Dacongosto: — Era só o que me faltava...

Ambos caem na gargalhada. Todavia, Micome observa a amiga muito séria. Em seguida, alfineta.

Micome: — Percebo que a fofoca que está sendo espalhada aí pelos quatro cantos, procede. Acho que você está de “terê-tetê” com o Zé dos Pirulitos.

Dacongosto: — Deixa de onda, moço. Sou mulher direita.

Micome: — Sei lá. Vai ver o palitinho do pirulito do Zé é mais interessante do que o gatilho do Fuzil... 

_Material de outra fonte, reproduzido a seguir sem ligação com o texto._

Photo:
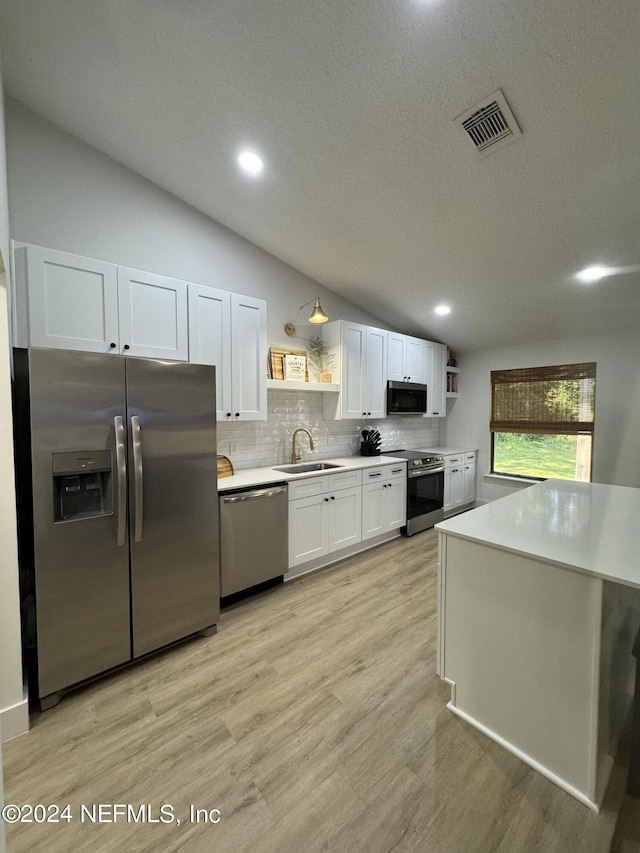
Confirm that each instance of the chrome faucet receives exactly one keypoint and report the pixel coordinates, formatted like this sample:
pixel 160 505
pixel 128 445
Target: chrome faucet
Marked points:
pixel 295 457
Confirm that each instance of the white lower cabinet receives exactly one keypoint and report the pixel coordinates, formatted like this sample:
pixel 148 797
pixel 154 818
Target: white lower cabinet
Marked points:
pixel 325 515
pixel 384 500
pixel 459 481
pixel 330 513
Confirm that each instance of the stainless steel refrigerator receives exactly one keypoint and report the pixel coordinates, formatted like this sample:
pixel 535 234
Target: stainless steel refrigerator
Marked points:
pixel 117 509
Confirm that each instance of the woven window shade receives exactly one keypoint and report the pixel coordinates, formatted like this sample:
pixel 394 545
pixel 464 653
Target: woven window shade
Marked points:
pixel 557 400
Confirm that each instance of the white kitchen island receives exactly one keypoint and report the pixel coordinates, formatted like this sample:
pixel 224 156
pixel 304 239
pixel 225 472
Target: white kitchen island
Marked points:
pixel 539 604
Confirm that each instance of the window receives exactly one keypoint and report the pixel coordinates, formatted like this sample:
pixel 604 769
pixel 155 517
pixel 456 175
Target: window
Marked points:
pixel 542 421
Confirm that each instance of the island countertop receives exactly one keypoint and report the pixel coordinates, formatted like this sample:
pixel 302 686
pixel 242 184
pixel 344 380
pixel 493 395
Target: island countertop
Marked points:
pixel 591 527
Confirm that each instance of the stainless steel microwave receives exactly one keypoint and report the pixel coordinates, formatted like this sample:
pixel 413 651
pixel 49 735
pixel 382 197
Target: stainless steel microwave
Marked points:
pixel 406 398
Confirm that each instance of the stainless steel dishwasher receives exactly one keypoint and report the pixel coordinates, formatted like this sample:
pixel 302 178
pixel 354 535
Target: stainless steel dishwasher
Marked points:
pixel 254 531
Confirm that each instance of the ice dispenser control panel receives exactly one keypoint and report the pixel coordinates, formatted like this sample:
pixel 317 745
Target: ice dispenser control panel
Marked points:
pixel 82 485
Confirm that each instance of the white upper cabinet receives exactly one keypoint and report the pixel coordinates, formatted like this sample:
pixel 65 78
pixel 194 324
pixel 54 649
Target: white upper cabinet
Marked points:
pixel 361 353
pixel 230 331
pixel 69 302
pixel 436 400
pixel 153 315
pixel 406 358
pixel 248 358
pixel 65 301
pixel 416 359
pixel 210 338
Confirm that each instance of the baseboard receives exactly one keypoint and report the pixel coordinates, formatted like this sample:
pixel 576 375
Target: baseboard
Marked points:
pixel 523 756
pixel 14 721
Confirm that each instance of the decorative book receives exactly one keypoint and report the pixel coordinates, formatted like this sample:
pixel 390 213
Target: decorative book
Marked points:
pixel 295 367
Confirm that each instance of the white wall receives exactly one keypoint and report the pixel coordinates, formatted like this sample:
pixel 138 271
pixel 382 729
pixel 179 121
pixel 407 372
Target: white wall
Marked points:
pixel 13 709
pixel 66 195
pixel 616 448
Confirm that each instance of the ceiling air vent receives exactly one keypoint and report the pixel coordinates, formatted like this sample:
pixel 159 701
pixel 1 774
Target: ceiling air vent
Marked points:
pixel 490 124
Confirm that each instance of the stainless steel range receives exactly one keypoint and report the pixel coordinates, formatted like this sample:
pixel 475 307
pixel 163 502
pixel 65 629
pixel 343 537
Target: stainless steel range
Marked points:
pixel 425 489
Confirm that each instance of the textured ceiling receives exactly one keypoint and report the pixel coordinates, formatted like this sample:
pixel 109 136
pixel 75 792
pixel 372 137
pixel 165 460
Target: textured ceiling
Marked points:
pixel 370 188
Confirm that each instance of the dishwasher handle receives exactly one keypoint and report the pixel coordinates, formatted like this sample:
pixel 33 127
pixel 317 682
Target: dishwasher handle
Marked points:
pixel 249 496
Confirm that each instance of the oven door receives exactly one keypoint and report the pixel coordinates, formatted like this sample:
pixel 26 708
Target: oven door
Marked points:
pixel 425 499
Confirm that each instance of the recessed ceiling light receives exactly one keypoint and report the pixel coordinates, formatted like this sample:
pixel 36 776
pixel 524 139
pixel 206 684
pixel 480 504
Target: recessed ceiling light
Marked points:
pixel 250 162
pixel 594 273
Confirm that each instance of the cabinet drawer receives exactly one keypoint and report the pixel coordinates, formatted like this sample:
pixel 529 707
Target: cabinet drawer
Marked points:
pixel 395 472
pixel 344 480
pixel 452 461
pixel 308 487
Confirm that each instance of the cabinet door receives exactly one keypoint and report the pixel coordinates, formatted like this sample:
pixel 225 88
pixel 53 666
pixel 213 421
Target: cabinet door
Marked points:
pixel 436 401
pixel 376 373
pixel 396 370
pixel 469 476
pixel 395 503
pixel 453 488
pixel 415 359
pixel 72 301
pixel 249 359
pixel 352 356
pixel 345 518
pixel 372 510
pixel 153 315
pixel 210 338
pixel 308 529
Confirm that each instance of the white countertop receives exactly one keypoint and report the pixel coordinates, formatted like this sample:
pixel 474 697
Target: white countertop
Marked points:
pixel 447 451
pixel 586 526
pixel 248 477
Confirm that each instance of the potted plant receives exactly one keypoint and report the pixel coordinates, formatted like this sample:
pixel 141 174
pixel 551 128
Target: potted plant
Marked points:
pixel 320 359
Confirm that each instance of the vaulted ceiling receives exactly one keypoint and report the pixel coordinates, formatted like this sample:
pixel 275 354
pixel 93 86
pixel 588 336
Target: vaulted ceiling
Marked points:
pixel 369 186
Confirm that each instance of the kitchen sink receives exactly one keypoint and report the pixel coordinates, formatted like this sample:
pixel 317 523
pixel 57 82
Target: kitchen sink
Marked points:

Dacongosto: — Pirou, Micome? Endoidou o cabeção? Deu agora para viajar na maionese? 

Micome: — Acha que estou viajando?

Dacongosto: — Acho. Acho não, tenho certeza.

Micome: — Messsssssssmo?

Dacongosto: — Messsssssssmo! Venha, vamos almoçar lá em casa. Aproveita que o Fuzil não está por perto...

Micome: — Até que não seria má ideia. Sua comida é boa. Apetitosa! Porém, pesando os prós e contras, você sabe que o Fuzil é meio inteiro maluco e pode chegar num abrir e fechar de olhos. Já pensou na hipótese do meu amigo estar por aí disfarçado de cachorro?

Dacongosto, ri a mais não poder: — E qual seria o problema?  Vamos supor que ele chegue na hora em que estivermos comendo?

Micome, muito sério: — Imediatamente eu me disfarçaria de pneu de avião e sairia voando...

Mais risadas.

Dacongosto: — Chiiiiiiiii...!!! Não iria prestar. Esquece o almoço. Cada um no seu canto... ou como você costuma dizer. “Cada um no seu quadrado...” 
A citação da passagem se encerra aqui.